2022 was the year that humanity exceeded 8 billion souls on the planet — a record figure and one that Scientific American failed to predict correctly, even in 2011 suggesting it may take 14 years to reach eight billion (2025). In short, we have reached a new peak in hungry mouths to be fed and those will only increase up to as many as 10 billion in the coming decades — if that doesn’t fill you with unease, I don’t know what will. I’ve used the analogy before, but I think Bill Hicks’ description of humans as a ‘virus with shoes’ hits the spot about our species as we go forth, multiply and lay waste to the planet.
On the ground in the first world, already in 2022, amidst all this abundance, you can cast around any supermarket and hear a hundred anxious inner conversations about what must be foregone to meet a budget that isn’t making the cut. Christmas, that time of good cheer, feasting and goodwill to all men feels bleaker with every year passing. Less is increasingly more in future.
The Ghost of Christmas Yet to Come is Dickens’ vision, not of happy prospects but one extending its bony finger towards death. OF course, one shouldn’t look at the future so bleakly, but winter tends to concentrate the mind and the short days of December are good companions to rumination and dark thoughts.
Another observation of the future is a world (or worlds) closely divided into two camps. You can already see it played out in politics across the globe with electorates and other collectives divided by the smallest of margins into two more or less equal camps. This division fuels tribalism and resentment as well as allowing agent provocateurs to sow further divisions. I’m not an arch conspiracy theorist but I am quite assured that this polarized world we presently witness has been cultivated by the last 30 years of social media, the rotten fruit of the digital age.
By default, it creates echo chambers and its addictive, monetized and politicized impulses using the very content provided free by its users forms the perfect petri dish for our algorithmic overlords to fashion the collective consciousness in their image. Luckily, if reports are to be believed, it is on the wane. This is a healthy sign, a disenchantment with artifice. Long may it continue.

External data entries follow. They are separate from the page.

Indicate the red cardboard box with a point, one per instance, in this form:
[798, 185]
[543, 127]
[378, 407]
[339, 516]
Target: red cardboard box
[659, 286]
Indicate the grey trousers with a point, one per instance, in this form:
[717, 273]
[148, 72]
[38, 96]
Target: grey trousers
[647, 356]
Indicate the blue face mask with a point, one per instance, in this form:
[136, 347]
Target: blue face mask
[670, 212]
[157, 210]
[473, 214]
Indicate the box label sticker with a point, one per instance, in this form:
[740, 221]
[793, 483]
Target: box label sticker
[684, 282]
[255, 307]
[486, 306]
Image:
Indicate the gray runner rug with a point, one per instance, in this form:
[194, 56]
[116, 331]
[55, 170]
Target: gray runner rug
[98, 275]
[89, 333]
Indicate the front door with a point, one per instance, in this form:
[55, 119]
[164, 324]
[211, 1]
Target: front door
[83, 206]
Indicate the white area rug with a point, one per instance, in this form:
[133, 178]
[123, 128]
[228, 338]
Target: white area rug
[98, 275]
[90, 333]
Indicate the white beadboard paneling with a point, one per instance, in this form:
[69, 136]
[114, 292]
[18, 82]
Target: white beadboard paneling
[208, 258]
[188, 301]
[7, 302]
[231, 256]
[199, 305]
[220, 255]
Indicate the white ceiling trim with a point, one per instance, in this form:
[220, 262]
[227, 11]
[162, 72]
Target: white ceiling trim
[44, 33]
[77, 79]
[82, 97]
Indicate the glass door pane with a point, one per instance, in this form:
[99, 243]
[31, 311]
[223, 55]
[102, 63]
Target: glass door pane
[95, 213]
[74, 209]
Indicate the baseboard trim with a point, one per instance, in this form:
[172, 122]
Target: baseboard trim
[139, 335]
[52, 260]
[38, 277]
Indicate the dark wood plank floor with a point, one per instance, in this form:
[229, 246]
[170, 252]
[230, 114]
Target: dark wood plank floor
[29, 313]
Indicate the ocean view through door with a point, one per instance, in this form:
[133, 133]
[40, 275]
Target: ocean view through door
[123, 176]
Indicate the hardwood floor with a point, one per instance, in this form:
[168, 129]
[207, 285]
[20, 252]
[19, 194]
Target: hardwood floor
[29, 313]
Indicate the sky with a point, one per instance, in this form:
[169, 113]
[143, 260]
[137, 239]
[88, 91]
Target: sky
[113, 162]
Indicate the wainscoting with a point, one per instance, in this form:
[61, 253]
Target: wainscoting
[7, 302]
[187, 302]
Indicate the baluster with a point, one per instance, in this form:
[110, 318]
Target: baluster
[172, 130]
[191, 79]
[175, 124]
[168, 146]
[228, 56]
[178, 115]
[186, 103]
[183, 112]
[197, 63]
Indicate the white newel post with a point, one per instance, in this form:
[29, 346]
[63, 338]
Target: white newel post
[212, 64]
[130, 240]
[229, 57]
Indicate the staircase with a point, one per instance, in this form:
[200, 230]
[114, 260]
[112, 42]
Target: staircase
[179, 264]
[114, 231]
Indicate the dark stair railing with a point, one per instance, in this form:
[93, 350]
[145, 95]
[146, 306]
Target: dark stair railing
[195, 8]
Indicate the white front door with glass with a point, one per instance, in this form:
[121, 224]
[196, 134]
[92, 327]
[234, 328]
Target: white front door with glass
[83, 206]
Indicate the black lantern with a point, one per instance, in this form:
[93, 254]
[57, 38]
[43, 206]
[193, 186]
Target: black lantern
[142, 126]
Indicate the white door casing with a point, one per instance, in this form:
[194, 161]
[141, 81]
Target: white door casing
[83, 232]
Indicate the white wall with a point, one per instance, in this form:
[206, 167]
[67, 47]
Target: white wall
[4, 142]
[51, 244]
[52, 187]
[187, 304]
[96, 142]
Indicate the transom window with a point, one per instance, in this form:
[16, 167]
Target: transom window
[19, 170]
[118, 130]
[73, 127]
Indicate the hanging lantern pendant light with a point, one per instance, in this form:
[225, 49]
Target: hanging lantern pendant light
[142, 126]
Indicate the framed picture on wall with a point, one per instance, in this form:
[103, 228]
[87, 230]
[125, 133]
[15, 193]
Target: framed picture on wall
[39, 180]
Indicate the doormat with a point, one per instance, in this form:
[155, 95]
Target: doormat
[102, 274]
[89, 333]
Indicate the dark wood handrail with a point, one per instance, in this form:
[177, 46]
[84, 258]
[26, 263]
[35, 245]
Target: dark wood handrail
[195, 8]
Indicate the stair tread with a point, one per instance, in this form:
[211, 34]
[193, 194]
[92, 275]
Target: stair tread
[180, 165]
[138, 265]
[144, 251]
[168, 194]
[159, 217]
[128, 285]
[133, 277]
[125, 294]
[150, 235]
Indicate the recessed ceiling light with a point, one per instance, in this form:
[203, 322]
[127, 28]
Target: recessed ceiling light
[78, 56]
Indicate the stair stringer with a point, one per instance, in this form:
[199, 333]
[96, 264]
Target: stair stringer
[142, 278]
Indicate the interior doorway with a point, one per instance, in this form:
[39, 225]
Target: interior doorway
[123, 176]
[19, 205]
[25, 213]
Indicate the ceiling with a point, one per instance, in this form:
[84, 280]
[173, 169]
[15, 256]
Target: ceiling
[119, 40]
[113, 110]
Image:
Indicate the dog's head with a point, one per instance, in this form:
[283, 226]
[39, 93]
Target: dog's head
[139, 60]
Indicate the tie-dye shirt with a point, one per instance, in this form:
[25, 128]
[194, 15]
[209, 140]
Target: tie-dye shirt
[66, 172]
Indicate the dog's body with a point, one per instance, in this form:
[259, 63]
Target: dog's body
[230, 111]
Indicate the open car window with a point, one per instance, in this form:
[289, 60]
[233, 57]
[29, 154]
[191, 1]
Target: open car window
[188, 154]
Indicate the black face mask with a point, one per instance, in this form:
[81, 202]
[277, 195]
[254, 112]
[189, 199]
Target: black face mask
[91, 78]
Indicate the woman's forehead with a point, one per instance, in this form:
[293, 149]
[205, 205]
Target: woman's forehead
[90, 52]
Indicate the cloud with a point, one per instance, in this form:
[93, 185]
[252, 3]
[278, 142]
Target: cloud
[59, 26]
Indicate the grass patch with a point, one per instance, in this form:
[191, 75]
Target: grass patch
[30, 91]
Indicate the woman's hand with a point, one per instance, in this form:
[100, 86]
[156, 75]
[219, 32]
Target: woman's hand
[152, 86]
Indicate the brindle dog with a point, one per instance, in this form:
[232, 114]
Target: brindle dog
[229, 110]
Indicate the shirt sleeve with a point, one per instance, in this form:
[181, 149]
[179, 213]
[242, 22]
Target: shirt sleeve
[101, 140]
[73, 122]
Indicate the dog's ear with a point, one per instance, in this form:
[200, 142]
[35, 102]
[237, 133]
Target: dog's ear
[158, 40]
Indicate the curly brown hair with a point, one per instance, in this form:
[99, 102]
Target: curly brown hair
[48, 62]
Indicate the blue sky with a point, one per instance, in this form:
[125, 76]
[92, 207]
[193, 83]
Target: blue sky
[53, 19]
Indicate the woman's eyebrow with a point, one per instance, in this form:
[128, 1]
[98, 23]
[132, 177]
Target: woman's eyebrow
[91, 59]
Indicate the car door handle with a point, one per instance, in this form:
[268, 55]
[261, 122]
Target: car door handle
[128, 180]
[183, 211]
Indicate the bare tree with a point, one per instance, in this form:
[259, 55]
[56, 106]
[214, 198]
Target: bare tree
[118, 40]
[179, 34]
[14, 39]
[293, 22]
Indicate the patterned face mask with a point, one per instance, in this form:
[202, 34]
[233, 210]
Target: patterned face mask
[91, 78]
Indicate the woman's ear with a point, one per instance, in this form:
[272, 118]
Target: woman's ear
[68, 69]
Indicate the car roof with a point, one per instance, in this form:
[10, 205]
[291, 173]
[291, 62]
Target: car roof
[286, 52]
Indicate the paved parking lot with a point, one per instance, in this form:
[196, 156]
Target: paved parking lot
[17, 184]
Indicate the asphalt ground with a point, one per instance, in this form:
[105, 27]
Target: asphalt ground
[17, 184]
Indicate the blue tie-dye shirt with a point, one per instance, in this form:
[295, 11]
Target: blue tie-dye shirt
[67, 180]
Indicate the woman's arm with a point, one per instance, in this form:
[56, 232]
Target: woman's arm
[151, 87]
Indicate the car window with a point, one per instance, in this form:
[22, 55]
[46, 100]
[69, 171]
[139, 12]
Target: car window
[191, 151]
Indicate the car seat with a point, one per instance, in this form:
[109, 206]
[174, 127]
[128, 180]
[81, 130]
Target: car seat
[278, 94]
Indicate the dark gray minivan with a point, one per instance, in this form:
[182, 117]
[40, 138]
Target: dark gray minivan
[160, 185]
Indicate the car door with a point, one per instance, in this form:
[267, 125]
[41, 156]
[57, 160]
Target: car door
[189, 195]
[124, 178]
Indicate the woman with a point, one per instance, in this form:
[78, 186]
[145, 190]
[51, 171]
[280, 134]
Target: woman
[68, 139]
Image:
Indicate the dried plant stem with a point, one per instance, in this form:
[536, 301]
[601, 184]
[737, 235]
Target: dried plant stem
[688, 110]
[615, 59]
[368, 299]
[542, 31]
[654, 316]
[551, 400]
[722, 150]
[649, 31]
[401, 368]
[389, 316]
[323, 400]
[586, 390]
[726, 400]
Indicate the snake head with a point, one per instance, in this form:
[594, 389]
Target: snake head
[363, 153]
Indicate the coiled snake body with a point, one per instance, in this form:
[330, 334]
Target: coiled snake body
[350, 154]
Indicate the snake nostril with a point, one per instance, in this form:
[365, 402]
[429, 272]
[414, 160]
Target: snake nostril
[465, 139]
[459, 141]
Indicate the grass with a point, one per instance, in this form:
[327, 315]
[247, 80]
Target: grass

The only solution, I am afraid, is to disengage, to give yourself some free mental space to form your own thoughts again, and hopefully to reach out in the real world to your friends and family. Let community be your savior.
When bad actors like Putin talk about a multipolar world, this is the reality on the ground — one where the US at once recedes from its world policeman role and key resources like armaments, energy and food are used as bargaining chips backed up by the ever-present threat of nuclear conflict — the cold war revisited in times of scarcity fueled by climate change as it were. All the portents are bad ones.
Christmas, that gift-wrapped turd under a fake tree offers one true gift — a time for pause and reflection. Look past the tinsel, the gluttony, the lure of toys and distraction and before the next year’s engine is cranked, think about the reality you want to live in. Even in the midst of dystopia you have choices. Take whatever opportunity you have for positive change and take that first step. Help everyone you can who is struggling and despite the odds, help to make 2023 a future we can all live in.